One study reported lower mortality in severe COVID-19 patients who were treated with heparin and had an ISTH SIC score ≥ 4 or a D-dimer > 3000 ng/mL [12]. Only two of our patients had a previous ICU stay, and all patients received thromboprophylaxis with enoxaparin or biosimilar continuously from their first day of admission. D-dimer levels were > 5000 ng/mL in almost all (7) of these less-severe COVID-19 patients at PE diagnosis. Nevertheless, only one patient met SIC criteria with thrombocytopenia. Hence, mechanisms other than classic SIC or disseminated intravascular coagulopathy could be involved in the small-vessel thrombosis of the COVID-19 patients with the profile we have described herein. Other authors have also noticed a different coagulopathy pattern to SIC, [13] while the role of endothelial dysfunction in the microvascular thrombosis that we detected was suggested by others [14]. These potential mechanisms must be addressed in further studies.

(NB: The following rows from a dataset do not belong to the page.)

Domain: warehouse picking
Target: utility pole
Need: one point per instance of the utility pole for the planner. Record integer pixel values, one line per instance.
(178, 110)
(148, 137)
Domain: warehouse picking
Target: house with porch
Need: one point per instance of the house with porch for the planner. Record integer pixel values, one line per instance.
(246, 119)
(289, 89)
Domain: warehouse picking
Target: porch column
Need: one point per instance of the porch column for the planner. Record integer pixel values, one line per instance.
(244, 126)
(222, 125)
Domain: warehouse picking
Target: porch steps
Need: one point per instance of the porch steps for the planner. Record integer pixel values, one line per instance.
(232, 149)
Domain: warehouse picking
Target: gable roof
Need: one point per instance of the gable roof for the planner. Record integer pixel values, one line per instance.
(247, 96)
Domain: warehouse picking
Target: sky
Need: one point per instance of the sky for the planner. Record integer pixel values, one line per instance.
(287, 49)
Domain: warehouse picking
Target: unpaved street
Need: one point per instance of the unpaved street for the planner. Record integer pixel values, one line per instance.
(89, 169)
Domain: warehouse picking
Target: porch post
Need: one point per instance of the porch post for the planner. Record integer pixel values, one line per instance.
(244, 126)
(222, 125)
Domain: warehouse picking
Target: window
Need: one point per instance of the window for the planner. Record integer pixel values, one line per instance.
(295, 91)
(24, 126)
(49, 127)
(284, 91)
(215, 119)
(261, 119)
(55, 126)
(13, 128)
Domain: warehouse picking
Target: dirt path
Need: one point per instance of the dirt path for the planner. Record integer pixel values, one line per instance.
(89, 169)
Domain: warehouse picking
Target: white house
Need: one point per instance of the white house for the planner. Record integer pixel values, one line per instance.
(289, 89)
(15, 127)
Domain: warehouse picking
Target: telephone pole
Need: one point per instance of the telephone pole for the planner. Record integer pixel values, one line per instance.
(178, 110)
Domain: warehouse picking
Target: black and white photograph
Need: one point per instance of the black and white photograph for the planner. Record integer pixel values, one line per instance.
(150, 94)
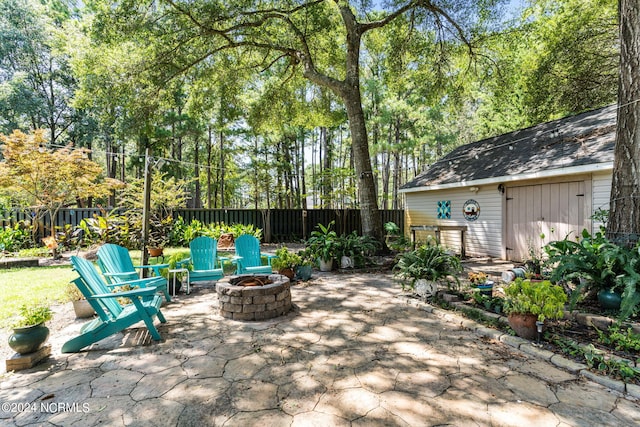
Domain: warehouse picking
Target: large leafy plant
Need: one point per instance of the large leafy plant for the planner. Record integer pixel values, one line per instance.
(323, 242)
(542, 299)
(596, 264)
(430, 262)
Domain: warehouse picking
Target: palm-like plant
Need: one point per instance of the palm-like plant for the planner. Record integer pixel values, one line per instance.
(427, 262)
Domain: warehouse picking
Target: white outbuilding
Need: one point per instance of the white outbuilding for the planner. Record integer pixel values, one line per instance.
(498, 196)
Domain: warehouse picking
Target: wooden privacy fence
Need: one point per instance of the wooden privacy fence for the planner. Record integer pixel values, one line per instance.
(278, 225)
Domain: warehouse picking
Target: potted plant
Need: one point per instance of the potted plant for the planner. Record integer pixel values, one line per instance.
(303, 270)
(29, 331)
(596, 264)
(481, 281)
(529, 304)
(428, 262)
(354, 250)
(286, 262)
(323, 244)
(159, 229)
(81, 306)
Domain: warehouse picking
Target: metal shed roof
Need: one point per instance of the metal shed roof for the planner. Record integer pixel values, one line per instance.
(548, 148)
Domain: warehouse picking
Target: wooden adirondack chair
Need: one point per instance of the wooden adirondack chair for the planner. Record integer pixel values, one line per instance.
(112, 317)
(116, 266)
(204, 260)
(249, 258)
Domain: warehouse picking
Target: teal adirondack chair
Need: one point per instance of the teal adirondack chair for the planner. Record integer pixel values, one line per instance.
(112, 317)
(249, 258)
(204, 260)
(116, 266)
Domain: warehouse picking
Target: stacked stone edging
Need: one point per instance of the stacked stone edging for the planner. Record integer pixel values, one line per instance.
(255, 302)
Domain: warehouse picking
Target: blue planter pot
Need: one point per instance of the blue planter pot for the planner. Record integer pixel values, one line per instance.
(609, 300)
(486, 288)
(28, 339)
(303, 272)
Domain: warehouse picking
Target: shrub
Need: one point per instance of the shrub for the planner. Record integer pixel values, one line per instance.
(14, 238)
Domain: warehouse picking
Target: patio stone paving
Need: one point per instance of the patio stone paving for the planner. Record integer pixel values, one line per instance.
(354, 352)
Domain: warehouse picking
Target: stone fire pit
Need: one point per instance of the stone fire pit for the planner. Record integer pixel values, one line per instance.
(254, 297)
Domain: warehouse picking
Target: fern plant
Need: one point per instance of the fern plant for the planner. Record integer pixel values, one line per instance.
(430, 262)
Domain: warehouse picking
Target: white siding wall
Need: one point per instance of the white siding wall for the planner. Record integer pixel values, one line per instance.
(600, 193)
(484, 235)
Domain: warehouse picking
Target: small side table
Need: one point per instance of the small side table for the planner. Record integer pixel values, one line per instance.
(174, 271)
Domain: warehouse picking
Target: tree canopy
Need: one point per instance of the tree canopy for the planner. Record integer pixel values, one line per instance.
(292, 103)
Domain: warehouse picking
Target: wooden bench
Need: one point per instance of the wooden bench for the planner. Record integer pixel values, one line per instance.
(437, 229)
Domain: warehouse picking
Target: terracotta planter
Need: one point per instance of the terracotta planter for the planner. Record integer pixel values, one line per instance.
(524, 325)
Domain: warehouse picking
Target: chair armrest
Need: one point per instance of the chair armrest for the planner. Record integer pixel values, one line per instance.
(120, 275)
(142, 282)
(180, 263)
(131, 293)
(155, 267)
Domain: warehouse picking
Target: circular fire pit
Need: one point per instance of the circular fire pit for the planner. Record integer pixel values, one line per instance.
(254, 297)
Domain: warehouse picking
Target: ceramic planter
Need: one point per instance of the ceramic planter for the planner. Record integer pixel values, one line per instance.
(486, 288)
(303, 272)
(288, 272)
(326, 265)
(83, 309)
(155, 252)
(524, 325)
(609, 300)
(28, 339)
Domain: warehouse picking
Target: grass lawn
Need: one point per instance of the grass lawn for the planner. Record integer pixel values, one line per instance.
(32, 285)
(48, 285)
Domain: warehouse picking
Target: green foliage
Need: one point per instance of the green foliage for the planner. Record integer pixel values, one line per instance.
(285, 259)
(73, 293)
(323, 242)
(33, 315)
(110, 227)
(598, 360)
(392, 228)
(430, 262)
(15, 238)
(624, 340)
(543, 299)
(601, 264)
(359, 248)
(183, 233)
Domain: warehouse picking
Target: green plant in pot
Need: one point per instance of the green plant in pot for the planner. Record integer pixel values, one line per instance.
(304, 270)
(81, 306)
(427, 262)
(323, 244)
(29, 331)
(598, 265)
(529, 304)
(286, 262)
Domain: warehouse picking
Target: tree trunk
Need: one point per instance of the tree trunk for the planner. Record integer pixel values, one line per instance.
(209, 157)
(370, 217)
(197, 198)
(624, 214)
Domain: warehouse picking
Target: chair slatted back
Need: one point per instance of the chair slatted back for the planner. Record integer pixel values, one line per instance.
(204, 253)
(248, 247)
(116, 259)
(91, 283)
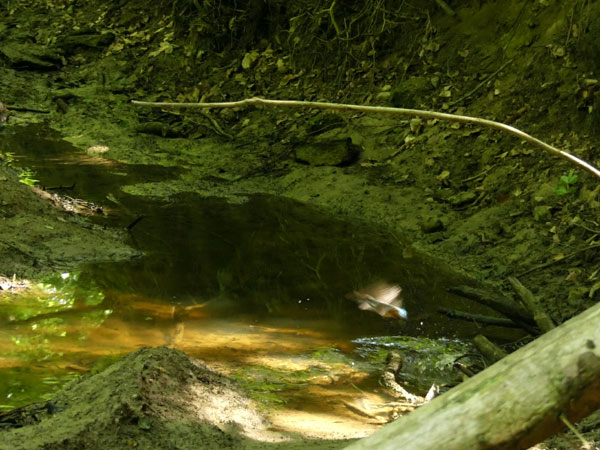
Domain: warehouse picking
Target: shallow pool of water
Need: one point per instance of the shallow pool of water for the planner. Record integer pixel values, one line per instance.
(260, 284)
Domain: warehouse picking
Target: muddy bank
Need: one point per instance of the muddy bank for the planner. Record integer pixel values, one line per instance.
(153, 398)
(485, 203)
(39, 239)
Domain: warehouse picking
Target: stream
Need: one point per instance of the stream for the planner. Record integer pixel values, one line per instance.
(257, 288)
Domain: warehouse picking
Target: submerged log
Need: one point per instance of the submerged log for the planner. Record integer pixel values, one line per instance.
(499, 303)
(513, 404)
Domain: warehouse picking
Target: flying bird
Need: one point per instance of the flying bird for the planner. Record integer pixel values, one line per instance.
(383, 299)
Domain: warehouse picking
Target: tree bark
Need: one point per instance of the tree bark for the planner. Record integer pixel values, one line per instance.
(513, 404)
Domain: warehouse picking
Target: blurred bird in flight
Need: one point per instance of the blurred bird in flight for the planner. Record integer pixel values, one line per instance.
(381, 298)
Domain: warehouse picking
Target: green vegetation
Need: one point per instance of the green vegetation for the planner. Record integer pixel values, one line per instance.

Although PE severity represented by the PESI and sPESI was high in our sample, we note that some features of these indices (i.e., hypotension, pulse rate ≥ 110 beats per minute, respiratory rate ≥ 30 breaths per minute, altered mental status and SpO2 < 90%) would be present in many patients with SARS-CoV-2 pneumonia. In addition, we detected PE with low thrombotic burden, no RV dysfunction, and a poor evolution of coronavirus pneumonia in the same chest CT scan in most of our patients. Consequently, we hypothesize that many of these patients would have respiratory deterioration not explained only by the PE. PESI could be insufficiently accurate for assessing PE severity in patients with worsening pneumonia; thus, special attention to changes in their condition might be warranted when PE is suspected in COVID-19 patients.

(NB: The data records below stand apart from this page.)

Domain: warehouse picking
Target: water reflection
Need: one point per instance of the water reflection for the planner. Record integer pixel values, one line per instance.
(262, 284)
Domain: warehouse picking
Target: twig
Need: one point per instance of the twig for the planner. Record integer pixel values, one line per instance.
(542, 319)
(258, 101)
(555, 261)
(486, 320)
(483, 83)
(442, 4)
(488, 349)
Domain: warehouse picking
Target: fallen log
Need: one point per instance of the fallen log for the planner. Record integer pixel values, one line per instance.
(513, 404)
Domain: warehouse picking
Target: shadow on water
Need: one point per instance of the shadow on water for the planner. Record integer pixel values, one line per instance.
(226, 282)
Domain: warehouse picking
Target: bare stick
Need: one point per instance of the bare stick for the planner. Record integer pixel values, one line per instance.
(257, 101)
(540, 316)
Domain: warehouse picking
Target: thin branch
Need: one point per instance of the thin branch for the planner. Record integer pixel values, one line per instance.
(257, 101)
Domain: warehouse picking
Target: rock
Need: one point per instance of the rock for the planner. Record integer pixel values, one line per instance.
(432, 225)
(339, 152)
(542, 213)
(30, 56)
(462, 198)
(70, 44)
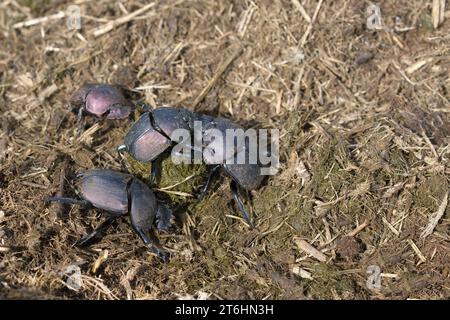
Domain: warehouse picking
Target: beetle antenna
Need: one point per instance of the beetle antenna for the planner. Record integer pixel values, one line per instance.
(121, 149)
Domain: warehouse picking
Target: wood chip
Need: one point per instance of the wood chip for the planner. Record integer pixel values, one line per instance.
(416, 66)
(358, 229)
(391, 227)
(47, 92)
(309, 249)
(435, 217)
(302, 273)
(220, 70)
(40, 20)
(118, 22)
(438, 13)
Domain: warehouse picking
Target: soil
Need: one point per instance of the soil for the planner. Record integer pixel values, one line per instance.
(364, 149)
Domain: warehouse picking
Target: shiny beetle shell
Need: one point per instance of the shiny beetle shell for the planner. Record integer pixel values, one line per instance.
(102, 99)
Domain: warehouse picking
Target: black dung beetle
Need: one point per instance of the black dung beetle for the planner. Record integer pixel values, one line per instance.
(152, 133)
(119, 194)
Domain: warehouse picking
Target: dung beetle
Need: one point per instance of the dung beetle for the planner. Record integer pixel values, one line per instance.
(119, 194)
(152, 134)
(101, 100)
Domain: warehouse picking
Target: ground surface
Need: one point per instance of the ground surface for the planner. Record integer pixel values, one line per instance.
(364, 148)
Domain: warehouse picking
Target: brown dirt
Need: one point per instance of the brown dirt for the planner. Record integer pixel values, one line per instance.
(362, 142)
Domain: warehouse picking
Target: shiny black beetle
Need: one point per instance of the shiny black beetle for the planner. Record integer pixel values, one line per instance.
(101, 100)
(152, 134)
(119, 194)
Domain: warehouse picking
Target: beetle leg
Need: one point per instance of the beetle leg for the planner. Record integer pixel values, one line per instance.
(153, 245)
(240, 204)
(212, 173)
(154, 172)
(163, 218)
(96, 234)
(69, 201)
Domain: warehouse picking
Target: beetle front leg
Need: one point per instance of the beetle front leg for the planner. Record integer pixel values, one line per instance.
(240, 204)
(153, 245)
(211, 175)
(65, 200)
(96, 234)
(80, 122)
(155, 171)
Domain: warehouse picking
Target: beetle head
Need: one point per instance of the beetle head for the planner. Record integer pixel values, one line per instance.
(143, 142)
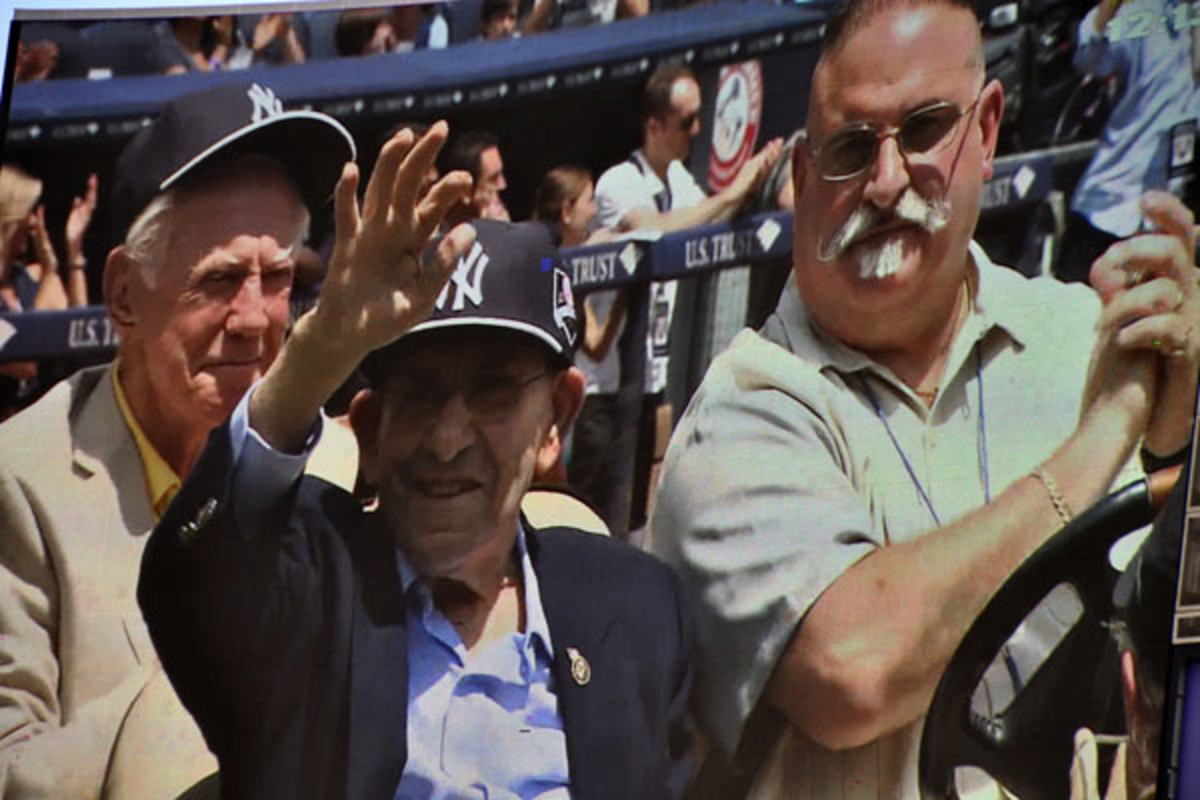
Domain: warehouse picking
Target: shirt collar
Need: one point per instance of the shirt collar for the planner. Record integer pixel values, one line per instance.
(537, 629)
(653, 182)
(162, 482)
(995, 308)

Our study is not without limitations. First, we have described a relatively small series of patients with COVID-19 and PE at a single center in Spain. Therefore, our findings must be interpreted cautiously and require external validation in larger cohorts. Second, since this was an observational study without prospective follow-up from PE diagnosis, randomized control trials will be needed before recommendations can be made on the clinical management of these patients. Third, although no signs of RV dysfunction were detected by CT-scan, echocardiography or laboratory tests to assess RV function were not performed in all patients. Hence, data regarding RV dysfunction could be insufficiently accurate.

In summary, the study results show that a subset of non-ICU hospitalized COVID-19 patients diagnosed with PE has chiefly segmental or subsegmental events without concomitant proximal DVT of the lower limbs. Our findings suggest a predominance of small-vessel thrombosis secondary to inflammatory and immune responses in these patients.